La pêche aux investisseurs a été bonne, forcément quand la rivière s’appelle China. On savait déjà la politique des Chinois sur les ressources minières en Afrique. Madagascar serait-il privilégié, car les investissements chinois seront répartis dans plusieurs secteurs. Le pays prévoit de grandes infrastructures et cela tombe bien, c’est la spécialité des chinois qui ont et l’argent et le savoir-faire. Routes, ports, aéroports sont parmi les projets proposés. Une enveloppe d’aide de 42 milliards d’ariary est même avancée pour renforcer le partenariat avec le gouvernement malgache.
Des investissements non sans risques pour le pays
Pour Serge Zafimahova, membre influent de la société civile et auteur de travaux de veille sur les ressources naturelles de Madagascar, « les entreprises chinoises n’ont pas d’état d’âme sur les pratiques qui ressemblent à de la corruption ». Il souligne que les entreprises occidentales sont tenues par des obligations de transparence et une opinion publique, car elles sont cotées en bourse. « Si le pays contractant est faible, les pratiques sont balisées, ajoute-t-il. Les entreprises asiatiques n’ont pas cette contrainte ».
Le constat dressé par le président du CDE est un signal d’alarme : « Nous, partie malgache, vendons notre pays. Les compagnies chinoises profitent de notre approche vénale avec des intérêts personnels. Toutefois, c’est aussi dangereux de faire des négociations globales, si ce n’est pas avec une équipe très rigoureuse dans la gestion d’Etat. Notre pays va mordre la poussière. Tous les dirigeants vont s’enrichir et il serait même difficile de les déloger du pouvoir. Il y a un vrai danger. Or l’approche chinoise est plus logique : « voilà la réserve dans le gisement, pour tant d’années d’exploitation, ça rapporte tant, voici notre deal ». Par exemple au Ghana, ils ont mis sur la table 10 milliards de dollars, en disant on veut telles concessions pour tant d’années d’exploitation ».
Serge Zafimahova concède que ces investissements chinois pourraient être profitables pour notre pays. « Par contre, les Chinois ne se soucient pas de ce que l’Etat contractant fait de leur argent même si les dirigeants détournent tout, prévient-il. C’est ce qui se passe en Afrique où l’on constate des dérapages dans certains Etats. Le Ghana ne s’en sort pas alors qu’on le pensait devenir le Monaco de l’Afrique. Le jeu de corruption était monté d’un cran soudainement ».
Le traumatisme Wisco
Des nombreux grands projets miniers en exploration à Madagascar, Wisco est sans doute le plus connu. La multinationale chinoise a cédé face à un régime opportuniste qui n’a pas mesuré la conséquence désastreuse de sa soif de gain immédiat. Elle a accepté de payer les 100 millions de dollars exigés par les autorités de la Transition pour « mise à disposition » des carrés concernés par le permis d’exploration de fer à Soalala. « Wisco est plus une victime dans cette affaire, même si on pouvait le soupçonner de corruption, souligne un analyste politique. En tout cas, cela montre que les Chinois sont déterminés et sont prêts à investir ».

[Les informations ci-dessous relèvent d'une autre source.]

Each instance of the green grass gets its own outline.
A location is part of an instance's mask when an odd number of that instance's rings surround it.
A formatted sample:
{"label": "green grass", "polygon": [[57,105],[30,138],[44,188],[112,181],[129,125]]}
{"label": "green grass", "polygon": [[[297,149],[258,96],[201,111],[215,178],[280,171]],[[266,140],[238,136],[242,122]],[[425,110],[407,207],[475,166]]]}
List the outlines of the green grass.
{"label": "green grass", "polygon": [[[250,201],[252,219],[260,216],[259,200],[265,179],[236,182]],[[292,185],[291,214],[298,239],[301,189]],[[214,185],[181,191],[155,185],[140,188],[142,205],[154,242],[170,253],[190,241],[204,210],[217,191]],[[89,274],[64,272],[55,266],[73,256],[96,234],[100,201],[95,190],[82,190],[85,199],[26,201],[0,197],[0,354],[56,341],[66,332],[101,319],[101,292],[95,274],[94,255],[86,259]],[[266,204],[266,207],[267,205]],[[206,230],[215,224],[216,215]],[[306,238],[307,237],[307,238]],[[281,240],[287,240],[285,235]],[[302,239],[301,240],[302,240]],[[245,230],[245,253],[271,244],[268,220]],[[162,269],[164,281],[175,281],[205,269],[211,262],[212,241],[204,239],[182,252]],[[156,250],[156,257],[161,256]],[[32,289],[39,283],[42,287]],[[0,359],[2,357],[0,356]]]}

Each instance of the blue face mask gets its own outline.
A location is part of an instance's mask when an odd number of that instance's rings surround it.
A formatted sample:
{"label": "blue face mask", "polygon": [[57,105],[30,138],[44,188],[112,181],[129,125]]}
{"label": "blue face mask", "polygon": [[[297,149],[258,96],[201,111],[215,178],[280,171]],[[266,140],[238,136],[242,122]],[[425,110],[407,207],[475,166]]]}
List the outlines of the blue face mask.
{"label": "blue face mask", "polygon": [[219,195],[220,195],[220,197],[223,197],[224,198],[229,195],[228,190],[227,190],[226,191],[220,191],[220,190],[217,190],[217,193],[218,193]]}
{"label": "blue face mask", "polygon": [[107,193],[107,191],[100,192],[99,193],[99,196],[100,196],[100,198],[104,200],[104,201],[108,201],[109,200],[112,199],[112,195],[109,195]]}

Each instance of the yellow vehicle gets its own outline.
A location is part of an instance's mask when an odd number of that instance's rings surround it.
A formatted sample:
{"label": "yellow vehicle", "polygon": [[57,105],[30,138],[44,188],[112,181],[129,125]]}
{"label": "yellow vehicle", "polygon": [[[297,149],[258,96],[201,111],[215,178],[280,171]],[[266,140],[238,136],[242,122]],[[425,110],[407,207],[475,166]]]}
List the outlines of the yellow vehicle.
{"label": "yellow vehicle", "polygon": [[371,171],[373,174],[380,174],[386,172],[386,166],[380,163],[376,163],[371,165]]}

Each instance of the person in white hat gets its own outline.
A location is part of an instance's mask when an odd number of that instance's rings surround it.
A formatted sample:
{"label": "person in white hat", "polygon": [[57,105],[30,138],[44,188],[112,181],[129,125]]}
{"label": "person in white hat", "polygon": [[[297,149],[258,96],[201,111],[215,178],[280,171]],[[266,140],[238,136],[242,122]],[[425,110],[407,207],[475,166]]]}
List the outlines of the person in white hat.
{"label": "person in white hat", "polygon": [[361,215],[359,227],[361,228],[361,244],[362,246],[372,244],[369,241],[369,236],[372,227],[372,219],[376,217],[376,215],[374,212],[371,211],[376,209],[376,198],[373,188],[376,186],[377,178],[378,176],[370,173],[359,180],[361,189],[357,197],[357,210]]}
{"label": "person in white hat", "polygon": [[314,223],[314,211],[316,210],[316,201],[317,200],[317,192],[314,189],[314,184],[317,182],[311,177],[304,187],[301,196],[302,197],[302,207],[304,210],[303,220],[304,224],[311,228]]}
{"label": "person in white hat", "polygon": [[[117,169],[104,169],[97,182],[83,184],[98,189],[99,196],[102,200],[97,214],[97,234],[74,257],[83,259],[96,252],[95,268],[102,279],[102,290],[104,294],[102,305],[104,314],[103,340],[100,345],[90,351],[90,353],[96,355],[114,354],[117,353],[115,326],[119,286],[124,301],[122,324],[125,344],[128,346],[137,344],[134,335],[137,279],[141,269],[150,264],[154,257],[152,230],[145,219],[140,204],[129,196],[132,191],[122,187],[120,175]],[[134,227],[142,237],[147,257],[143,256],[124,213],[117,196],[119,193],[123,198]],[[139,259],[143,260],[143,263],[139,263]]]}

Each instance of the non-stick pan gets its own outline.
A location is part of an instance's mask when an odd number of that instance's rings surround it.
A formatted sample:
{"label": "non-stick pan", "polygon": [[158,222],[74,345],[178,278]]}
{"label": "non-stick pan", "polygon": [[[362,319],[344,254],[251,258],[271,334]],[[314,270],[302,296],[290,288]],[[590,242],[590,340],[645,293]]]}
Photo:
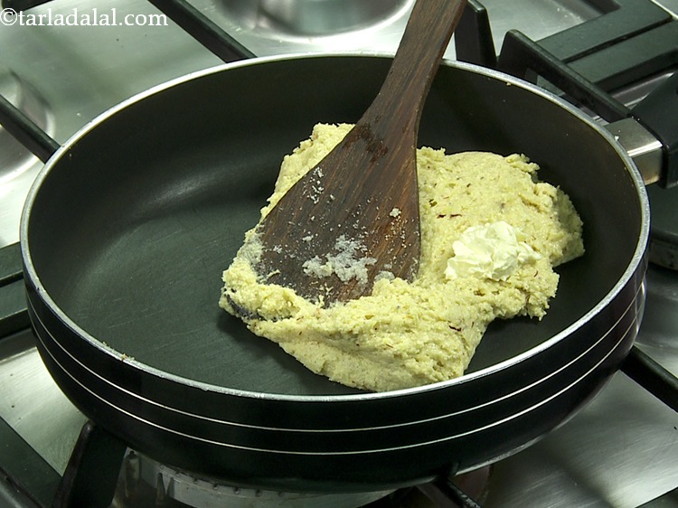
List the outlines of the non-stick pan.
{"label": "non-stick pan", "polygon": [[542,321],[497,321],[466,374],[384,393],[316,376],[217,306],[221,271],[285,154],[353,122],[381,56],[264,58],[172,81],[59,148],[27,199],[29,312],[63,391],[130,447],[257,488],[358,492],[466,471],[567,420],[616,372],[640,321],[643,181],[566,102],[472,65],[441,66],[419,145],[524,153],[572,198],[586,255]]}

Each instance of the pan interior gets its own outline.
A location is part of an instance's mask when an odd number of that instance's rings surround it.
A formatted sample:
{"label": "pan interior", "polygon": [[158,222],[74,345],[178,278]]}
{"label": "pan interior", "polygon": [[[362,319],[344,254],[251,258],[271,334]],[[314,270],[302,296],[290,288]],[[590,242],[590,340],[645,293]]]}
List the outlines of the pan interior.
{"label": "pan interior", "polygon": [[[29,248],[45,290],[98,341],[172,375],[257,392],[356,392],[312,374],[217,301],[221,271],[256,223],[283,155],[318,121],[354,122],[389,63],[325,57],[235,67],[105,118],[53,162],[35,194]],[[571,325],[627,268],[641,229],[637,190],[615,150],[572,113],[444,66],[419,145],[525,153],[584,220],[587,254],[560,268],[547,317],[494,324],[471,371]]]}

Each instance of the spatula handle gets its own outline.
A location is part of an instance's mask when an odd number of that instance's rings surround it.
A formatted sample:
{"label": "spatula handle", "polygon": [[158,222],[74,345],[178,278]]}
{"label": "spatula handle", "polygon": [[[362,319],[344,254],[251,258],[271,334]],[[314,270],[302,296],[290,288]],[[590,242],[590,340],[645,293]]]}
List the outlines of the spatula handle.
{"label": "spatula handle", "polygon": [[384,128],[395,121],[416,132],[426,96],[466,4],[466,0],[415,4],[384,84],[365,114],[372,127],[388,113]]}

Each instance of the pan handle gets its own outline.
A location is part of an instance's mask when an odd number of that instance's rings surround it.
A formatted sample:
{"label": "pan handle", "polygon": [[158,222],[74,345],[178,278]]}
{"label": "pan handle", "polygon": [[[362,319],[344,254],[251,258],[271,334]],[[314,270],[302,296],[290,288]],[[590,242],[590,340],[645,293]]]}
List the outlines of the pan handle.
{"label": "pan handle", "polygon": [[47,162],[47,159],[60,147],[59,143],[2,96],[0,96],[0,125],[43,163]]}
{"label": "pan handle", "polygon": [[678,185],[678,72],[629,109],[517,30],[506,33],[498,68],[523,79],[532,71],[548,80],[611,122],[606,127],[634,158],[645,183]]}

Un consultant étranger travaillant à Madagascar au service des investisseurs dans le secteur minier confie que l’affaire a fait jaser même à Hong Kong. « Le grand patron de Wisco était intervenu sur une station de radio et il a parlé de 140 millions de dollars donnés à l’Etat malgache », raconte-t-il. Le lendemain, d’autres journalistes le questionnaient sur le chiffre exact. « Ai-je dit 140 000 millions ? C’est une erreur, c’est 100 millions », a répondu l’intéressé. Est-ce un lapsus révélateur. En tout cas, les experts de la Banque mondiale fustigent cet accord entre l’Etat et Wisco, car cela remet en cause le code minier et la loi sur les grands investissements. Payer autant d’argent pour faire de l’exploration est irrationnel, alors que la réserve n’est pas prouvée ni mesurée.
Serge Zafimahova, connu pour son militantisme contre le projet Mainland, est plus favorable à Wisco. « C’est un vrai grand investisseur qui a une approche transversale », dit-il, mettant en avant la construction d’une usine de transformation et la création d’emplois. « Cela n’a rien à voir avec les pratiques de voyous de Mainland » dont les violations en série des règlementations lui ont valu la suspension des activités. Cette société chinoise a commencé l’exploration d’ilménite avec une simple autorisation du chef de région. Elle a expédié des échantillons par milliers de tonnes, ce qui ressemblait déjà à une exploitation.